NHK-TVの「迷宮美術館」を見ていましたら、
知ってる画家、知らない画家取り混ぜて、
5人がピックアップされてました。
まず最初が、ジョン・アンスター・フィッツジェラルドで、
これは知らなかった方。
なんでも妖精を描くことで有名だそうな。
右の絵は、「妖精の宴」ということですけれど、
(小さくてわかりにくく、すみません)
描かれた妖精たちというが、かなり異形。
ヒエロニムス・ボシュみたいといってしまうと言いすぎですが、
妖精と聞いて、「ピーター・パン」のティンカー・ベルのような
小さく可愛らしい姿とはかなり異なります。
(ディズニーに毒されているかも・・・)
どちらかというと、シェイクスピアの「夏の夜の夢」に出てくる妖精たちを思い浮かべるとピタリかも。
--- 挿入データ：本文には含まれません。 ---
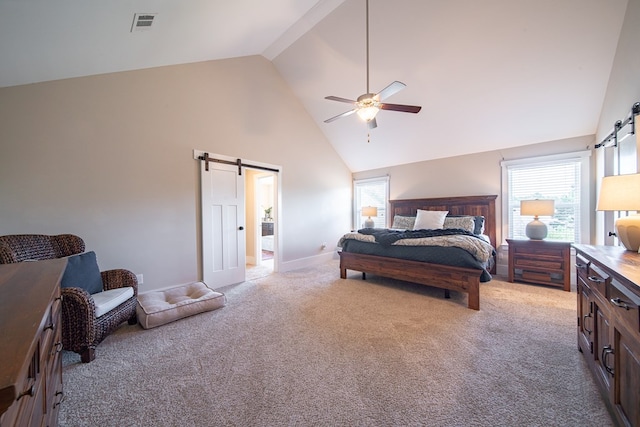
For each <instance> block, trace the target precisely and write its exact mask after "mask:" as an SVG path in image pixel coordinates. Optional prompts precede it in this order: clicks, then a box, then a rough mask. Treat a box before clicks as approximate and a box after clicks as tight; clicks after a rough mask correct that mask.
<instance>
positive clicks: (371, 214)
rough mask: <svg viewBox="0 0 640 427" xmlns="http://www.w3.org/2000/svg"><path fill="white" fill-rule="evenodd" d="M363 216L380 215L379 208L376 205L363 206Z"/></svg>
mask: <svg viewBox="0 0 640 427" xmlns="http://www.w3.org/2000/svg"><path fill="white" fill-rule="evenodd" d="M362 216H378V208H376V207H375V206H366V207H364V208H362Z"/></svg>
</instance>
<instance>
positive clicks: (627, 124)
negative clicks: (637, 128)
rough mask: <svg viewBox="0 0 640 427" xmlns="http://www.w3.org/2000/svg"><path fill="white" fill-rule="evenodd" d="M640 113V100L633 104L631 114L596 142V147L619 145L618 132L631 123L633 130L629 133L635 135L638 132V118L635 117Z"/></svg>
mask: <svg viewBox="0 0 640 427" xmlns="http://www.w3.org/2000/svg"><path fill="white" fill-rule="evenodd" d="M638 114H640V102H636V103H635V104H633V105H632V106H631V112H629V116H628V117H627V118H626V119H625V120H624V121H622V120H618V121H617V122H615V124H614V125H613V130H612V131H611V133H610V134H609V135H607V136H606V137H605V138H604V139H603V140H602V142H600V144H596V145H595V146H594V148H600V147H617V146H618V132H619V131H620V129H622V128H623V127H625V126H626V125H628V124H629V123H631V132H629V135H633V134H635V133H636V119H635V117H636V116H637V115H638Z"/></svg>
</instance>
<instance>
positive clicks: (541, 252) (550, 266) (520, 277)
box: [507, 239, 571, 292]
mask: <svg viewBox="0 0 640 427" xmlns="http://www.w3.org/2000/svg"><path fill="white" fill-rule="evenodd" d="M507 243H508V244H509V282H514V281H518V282H528V283H536V284H540V285H549V286H558V287H561V288H563V289H564V290H565V291H567V292H570V291H571V265H570V264H571V243H569V242H557V241H550V240H513V239H507Z"/></svg>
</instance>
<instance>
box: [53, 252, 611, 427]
mask: <svg viewBox="0 0 640 427" xmlns="http://www.w3.org/2000/svg"><path fill="white" fill-rule="evenodd" d="M222 291H223V292H225V294H226V295H227V298H228V303H227V306H226V307H224V308H222V309H219V310H216V311H213V312H209V313H204V314H200V315H197V316H194V317H191V318H188V319H183V320H180V321H177V322H174V323H171V324H168V325H165V326H161V327H158V328H156V329H151V330H143V329H141V328H140V327H139V326H137V325H136V326H128V325H124V326H122V327H121V328H120V329H119V330H118V331H117V332H116V333H114V334H112V335H111V336H109V337H108V338H107V339H106V340H105V341H104V342H103V343H102V344H101V345H100V346H98V348H97V351H96V354H97V357H96V360H95V361H93V362H91V363H90V364H82V363H80V360H79V357H78V356H77V355H75V354H73V353H69V352H63V363H64V372H63V376H64V387H65V401H64V403H63V405H62V407H61V412H60V425H62V426H95V425H109V426H111V425H113V426H116V425H117V426H611V425H613V424H612V422H611V419H610V417H609V414H608V413H607V410H606V407H605V405H604V403H603V401H602V400H601V398H600V395H599V393H598V391H597V389H596V387H595V384H594V381H593V379H592V378H591V375H590V373H589V372H588V370H587V368H586V364H585V362H584V358H583V356H582V354H581V353H580V352H578V350H577V343H576V340H577V338H576V327H575V324H576V311H575V305H576V295H575V292H571V293H567V292H563V291H562V290H560V289H552V288H545V287H540V286H533V285H524V284H512V283H507V282H505V281H501V280H497V279H495V280H493V281H491V282H489V283H485V284H482V285H481V297H480V304H481V310H480V311H473V310H469V309H467V308H466V296H464V295H461V294H456V293H454V292H452V298H451V299H448V300H445V299H443V298H442V294H443V291H441V290H439V289H435V288H429V287H424V286H420V285H411V284H407V283H404V282H398V281H393V280H390V279H383V278H380V277H375V276H368V279H367V281H362V280H360V274H359V273H355V272H350V275H349V278H348V279H347V280H342V279H340V278H339V271H338V264H337V261H331V262H328V263H326V264H323V265H322V266H318V267H314V268H306V269H301V270H297V271H292V272H287V273H275V274H271V275H269V276H266V277H263V278H261V279H256V280H253V281H248V282H244V283H241V284H239V285H234V286H231V287H228V288H224V289H222Z"/></svg>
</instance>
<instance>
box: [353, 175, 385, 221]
mask: <svg viewBox="0 0 640 427" xmlns="http://www.w3.org/2000/svg"><path fill="white" fill-rule="evenodd" d="M388 201H389V177H388V176H384V177H379V178H369V179H358V180H355V181H353V204H354V205H353V215H354V216H353V224H355V225H354V228H356V229H359V228H362V227H363V223H364V220H365V219H366V218H363V217H362V208H363V207H365V206H373V207H376V208H378V216H376V217H375V218H374V217H372V218H371V219H372V220H373V222H374V224H375V225H374V227H376V228H385V227H386V224H387V203H388Z"/></svg>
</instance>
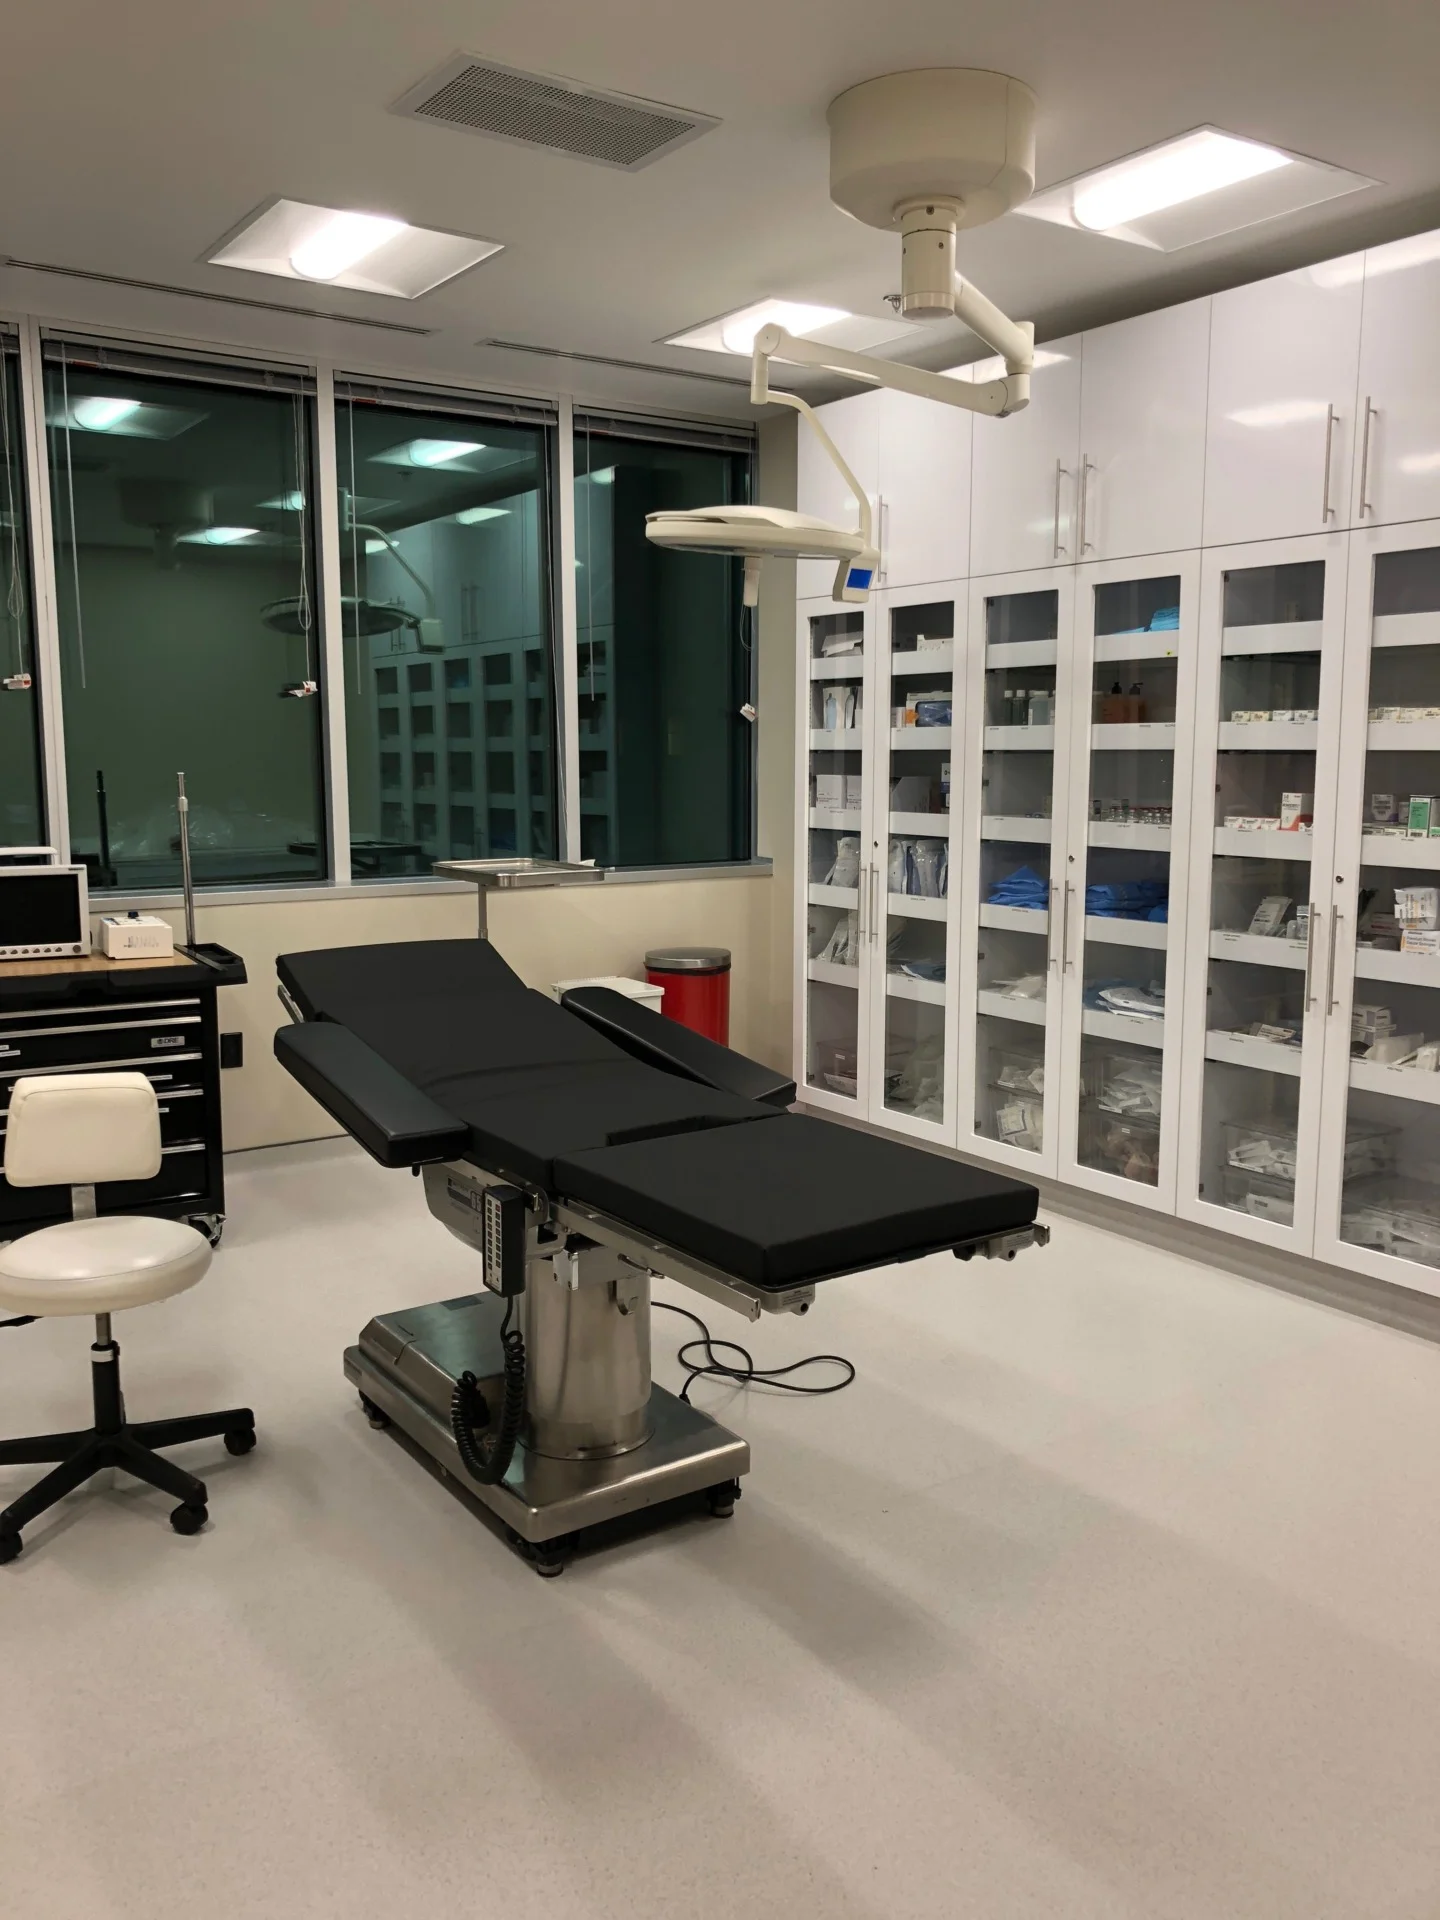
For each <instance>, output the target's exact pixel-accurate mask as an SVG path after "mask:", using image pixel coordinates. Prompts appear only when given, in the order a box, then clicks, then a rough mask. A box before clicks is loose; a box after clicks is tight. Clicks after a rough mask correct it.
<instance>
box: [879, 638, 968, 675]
mask: <svg viewBox="0 0 1440 1920" xmlns="http://www.w3.org/2000/svg"><path fill="white" fill-rule="evenodd" d="M952 672H954V645H950V647H927V649H925V651H924V653H920V651H918V649H914V647H910V649H908V651H904V653H893V655H891V674H895V676H900V674H952Z"/></svg>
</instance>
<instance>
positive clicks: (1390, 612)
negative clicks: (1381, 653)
mask: <svg viewBox="0 0 1440 1920" xmlns="http://www.w3.org/2000/svg"><path fill="white" fill-rule="evenodd" d="M1371 647H1440V612H1377V614H1375V620H1373V622H1371Z"/></svg>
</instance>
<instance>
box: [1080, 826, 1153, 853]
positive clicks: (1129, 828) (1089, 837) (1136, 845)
mask: <svg viewBox="0 0 1440 1920" xmlns="http://www.w3.org/2000/svg"><path fill="white" fill-rule="evenodd" d="M1085 839H1087V843H1089V845H1091V847H1135V849H1140V851H1144V852H1169V828H1142V826H1139V824H1131V822H1127V820H1091V822H1087V826H1085Z"/></svg>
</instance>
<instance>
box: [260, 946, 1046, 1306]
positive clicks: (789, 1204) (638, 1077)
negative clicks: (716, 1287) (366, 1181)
mask: <svg viewBox="0 0 1440 1920" xmlns="http://www.w3.org/2000/svg"><path fill="white" fill-rule="evenodd" d="M278 973H280V979H282V983H284V989H286V993H288V996H290V998H292V1002H294V1004H296V1008H298V1010H300V1012H301V1014H303V1016H305V1021H307V1025H305V1027H300V1029H294V1037H292V1039H288V1037H286V1033H284V1031H282V1033H280V1035H278V1037H276V1054H278V1058H280V1060H282V1062H284V1064H286V1066H288V1068H290V1071H292V1073H296V1077H298V1079H300V1081H301V1085H305V1087H307V1089H309V1091H311V1092H313V1094H315V1096H317V1098H319V1100H321V1104H324V1106H326V1108H328V1112H332V1114H334V1116H336V1117H338V1119H340V1121H342V1123H344V1125H346V1127H348V1131H351V1133H353V1135H355V1139H359V1140H361V1142H363V1144H365V1146H367V1148H369V1150H371V1152H372V1154H374V1156H376V1158H380V1160H384V1164H388V1165H397V1164H399V1165H407V1164H411V1162H409V1160H405V1158H403V1156H405V1142H407V1139H415V1140H417V1142H419V1140H426V1142H428V1148H434V1150H428V1148H424V1150H420V1148H417V1158H430V1160H442V1158H445V1160H447V1158H461V1152H459V1150H457V1148H461V1144H463V1142H468V1150H465V1158H468V1160H472V1162H474V1164H476V1165H480V1167H486V1169H488V1171H492V1173H503V1175H507V1177H511V1179H520V1181H522V1183H526V1185H530V1187H538V1188H541V1190H543V1192H545V1194H549V1196H551V1198H553V1200H561V1202H563V1200H574V1202H578V1204H580V1206H591V1208H595V1210H599V1212H603V1213H607V1215H611V1217H612V1219H614V1221H618V1223H620V1225H624V1227H630V1229H632V1231H636V1233H641V1235H647V1236H653V1238H657V1240H662V1242H666V1244H670V1246H672V1248H674V1250H676V1252H678V1254H687V1256H689V1258H691V1260H699V1261H705V1263H707V1265H710V1267H716V1269H722V1271H726V1273H732V1275H735V1277H737V1279H743V1281H747V1283H749V1284H753V1286H760V1288H772V1290H783V1288H789V1286H799V1284H804V1283H808V1281H818V1279H829V1277H833V1275H839V1273H851V1271H860V1269H866V1267H877V1265H885V1263H889V1261H900V1260H916V1258H920V1256H922V1254H929V1252H937V1250H943V1248H952V1246H964V1244H966V1242H973V1240H981V1238H987V1236H995V1235H1002V1233H1010V1231H1020V1229H1023V1227H1029V1225H1031V1223H1033V1219H1035V1210H1037V1202H1039V1196H1037V1192H1035V1188H1033V1187H1027V1185H1023V1183H1021V1181H1012V1179H1006V1177H1004V1175H1000V1173H989V1171H981V1169H977V1167H968V1165H962V1164H958V1162H954V1160H945V1158H941V1156H937V1154H931V1152H925V1150H924V1148H918V1146H906V1144H902V1142H899V1140H887V1139H879V1137H877V1135H872V1133H860V1131H854V1129H851V1127H843V1125H837V1123H835V1121H828V1119H812V1117H804V1116H797V1114H785V1112H780V1110H778V1108H776V1106H768V1104H764V1102H762V1100H751V1098H743V1096H741V1094H739V1092H733V1091H728V1089H726V1087H724V1085H703V1083H701V1081H697V1079H693V1077H689V1075H691V1073H695V1071H701V1068H697V1062H695V1060H693V1058H689V1060H687V1062H685V1064H684V1068H682V1066H680V1064H676V1068H674V1069H672V1071H666V1069H662V1068H660V1066H659V1064H647V1062H645V1060H639V1058H636V1056H634V1054H632V1052H626V1050H624V1048H622V1046H618V1044H616V1043H614V1041H612V1039H609V1037H607V1033H603V1031H599V1029H597V1027H595V1025H591V1023H588V1021H586V1020H584V1018H582V1014H580V1012H566V1008H563V1006H557V1004H555V1002H553V1000H551V998H549V996H547V995H540V993H532V991H530V989H528V987H526V985H524V981H522V979H520V977H518V975H516V973H515V972H513V970H511V968H509V966H507V964H505V960H503V958H501V956H499V954H497V952H495V948H493V947H492V945H490V943H488V941H407V943H396V945H386V947H336V948H326V950H321V952H305V954H284V956H282V958H280V960H278ZM649 1018H651V1020H653V1027H651V1029H649V1033H651V1041H653V1048H651V1056H649V1058H655V1060H659V1058H662V1054H664V1044H662V1043H664V1029H666V1027H668V1021H664V1020H662V1018H659V1016H649ZM317 1027H319V1029H326V1027H330V1029H344V1033H334V1043H336V1044H315V1043H319V1041H324V1039H326V1035H324V1031H321V1033H317V1031H315V1029H317ZM611 1031H616V1029H614V1027H612V1029H611ZM714 1052H716V1056H722V1060H720V1064H718V1068H716V1077H724V1075H722V1073H720V1068H722V1066H724V1060H735V1064H737V1066H739V1068H743V1066H747V1064H745V1062H741V1060H737V1056H732V1054H728V1052H726V1050H720V1048H716V1050H714ZM755 1071H758V1069H755ZM739 1079H741V1081H743V1083H747V1085H749V1081H745V1075H739Z"/></svg>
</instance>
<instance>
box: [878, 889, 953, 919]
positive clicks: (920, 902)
mask: <svg viewBox="0 0 1440 1920" xmlns="http://www.w3.org/2000/svg"><path fill="white" fill-rule="evenodd" d="M885 899H887V902H889V910H891V912H893V914H897V916H899V918H900V920H939V922H945V920H947V918H948V912H950V902H948V900H935V899H929V897H927V895H924V893H887V895H885Z"/></svg>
さしずめ、真ん中に描かれて妖精の女王は、ティターニアというところでしょうか。
続いては、日本人で小川芋銭。こちらは「河童の絵」で有名だそうです。
そして、その次に登場したのが、パウル・クレーです。
これは見せ方のファンタジーというわけで、なんでもクレーは自作にはさみを入れて継ぎ合わせ、
予想外の躍動感を想像したということらしいです。
たしかベルンの近郊だかに、クレー・センター
という大がかりな美術館があって、
ぜひ一度出向いてみたいと思っておりますが・・・。
この、サロメを扱った「出現」はあまりにも有名ですよね。
サロメものでの有名さでは、ビアズレーと双璧でしょう。
前に、bunkamuraであった「ヴェネツィア絵画」展に出ていた
ティツィアーノの「サロメ」とは根本的に違う解釈なのですね。
主題の扱いとはまた別に、
その絢爛さ加減はモローならではで、
同じ番組で紹介された「ユピテルとセメレ」も同様です。
「ユピテルとセメレ」を見た、ゲストの假屋崎省吾が
いみじくも「仏教画のよう」と言っておりましたけれど、
まさに曼荼羅のようなのでありました。
雰囲気としては、かなりヘンクツで閉じこもり気味?と思しき、
ギュスターヴ・モローですけれど、
晩年はエコール・デ・ボザールの教授となって、
かのマティスや、あのルオーの才能を
開花させたといいますから
ちょっと不思議な気も…。
異彩の芸術家どうしの巡りあいなのでしょう。
最後はイリヤ・レーピンでして、
以前ウクライナのザポロージェ・コサックに触れたときに
絵を引用した画家です。
「国立ロシア美術館」展のときに展示されていた絵が
紹介されました。
タイトルが「何という広がりだ!」とはまあ。
大波にもまれながらの逢引きという
「恋をしてる人たちのやることはわからんなぁ」
みたいな絵なのですね。
ただ、帝政ロシアに押さえつけられて来た人々にも
確実に時代の空気が伝わっていた
(この絵は、1903年作、2年後の1905年が第一革命)
というような解釈につながるようです。
とまあ、また絵画のあれこれを通じて面白い話題ではありました。